Bagi-bagi jatah kekuasaan kental pun terasa saat pengangkatan posisi wakil menteri dan perombakan pimpinan BUMN. Kalau bukan teman lama, teman partai, relawan atau keluarga para penguasa dan pengusaha serta bos media. Tercatat Angela Tanoesoedibjo putri Hari Tanoesoedibjo bos MNC media menduduki jabatan Wakil Menteri Pariwisata dan Ekonomi Kreatif selain Budi Arie Setiadi, relawan Projo, yang ditunjuk sebagai Wakil Menteri Desa dan Pembangunan Daerah Tertinggal. Putri Tanjung anak Chairil Tanjung menjabat staf khusus presiden, Aminudin Ma’ruf sekretaris jenderal solidaritas ulama muda Jokowi (Samawi) pun dihadiahi jabatan staff khusus.
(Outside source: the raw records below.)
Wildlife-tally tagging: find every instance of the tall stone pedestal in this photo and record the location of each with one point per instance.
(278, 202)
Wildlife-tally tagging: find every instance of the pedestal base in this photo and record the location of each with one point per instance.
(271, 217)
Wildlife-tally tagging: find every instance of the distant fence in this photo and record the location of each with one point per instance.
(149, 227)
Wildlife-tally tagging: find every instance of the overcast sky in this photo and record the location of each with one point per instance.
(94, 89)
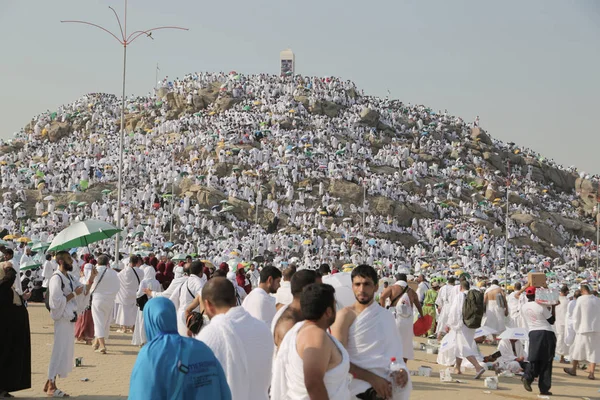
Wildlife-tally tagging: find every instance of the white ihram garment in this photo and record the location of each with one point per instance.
(244, 347)
(373, 340)
(62, 312)
(149, 282)
(103, 293)
(288, 372)
(404, 323)
(586, 318)
(260, 305)
(125, 300)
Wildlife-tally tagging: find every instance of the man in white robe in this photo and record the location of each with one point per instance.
(103, 294)
(284, 293)
(515, 301)
(186, 293)
(586, 319)
(259, 303)
(496, 308)
(310, 362)
(443, 301)
(129, 278)
(369, 334)
(465, 337)
(65, 302)
(560, 324)
(512, 355)
(242, 344)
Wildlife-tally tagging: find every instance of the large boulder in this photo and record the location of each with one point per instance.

Nyata sekali politik oligarki kekuasaan sedang terpampang di negeri ini. Sah-sah saja semua berjalan semestinya, menurut demokrasi. Untuk meraih legitimasi butuh suara rakyat. Untuk merengkuh suara rakyat butuh media corong pencitraan, dana urunan pengusaha yang mencapai triliyunan, partai sebagai kendaraan. Jadi sebagai imbal balik bagi-bagi jabatan itu sudah wajar tak menyalahi aturan. Kalau jabatan habis, munculkan saja jabatan baru. Anggaran gajinya urus belakangan.
Islam menekankan bahw ajabatan dan kekuasaan adalah amanah. Bukan ladang berbagi pendapatan. Patut dicamkan oleh politisi bahwa dalam sebuah hadis sahih dari Abu Musa al-Asy’ari, Rasulullah SAW bersabda, ”Demi Allah, aku tidak akan menyerahkan suatu jabatan kepada orang yang memintanya atau berambisi mendapatkannya.” (HR Muslim). Ketidaksukaan Rasul memberi jabatan pada siapa yang berambisi memberi petunjuk adanya bahaya/mudhorot jika itu dilakukan. Logikanya, jika seseorang berambisi dengan jabatan dan kekuasaan pasti ia memiliki maksud mengambil manfaat dari kedudukannya itu.
Kalau sudah begini, apa rakyat hanya bisa ngurut dada? Tidak. Rakyat harus terus bersuara mengingatkan penguasa. Agar segera berakhir masa-masa dikangkangi penguasa jumawa. Kembali tegak hukum dan kekuasaan di atas aturan-aturan Yang Maha Kuasa, Khilafah Islamiyah yang akan jadi digdaya. Saat jabatan dipandang amanah yang hanya diisi oleh orang-orang penuh wara’ dan kecakapannya terpercaya. Ketaqwaannya tak dihiasi ragu dan cela.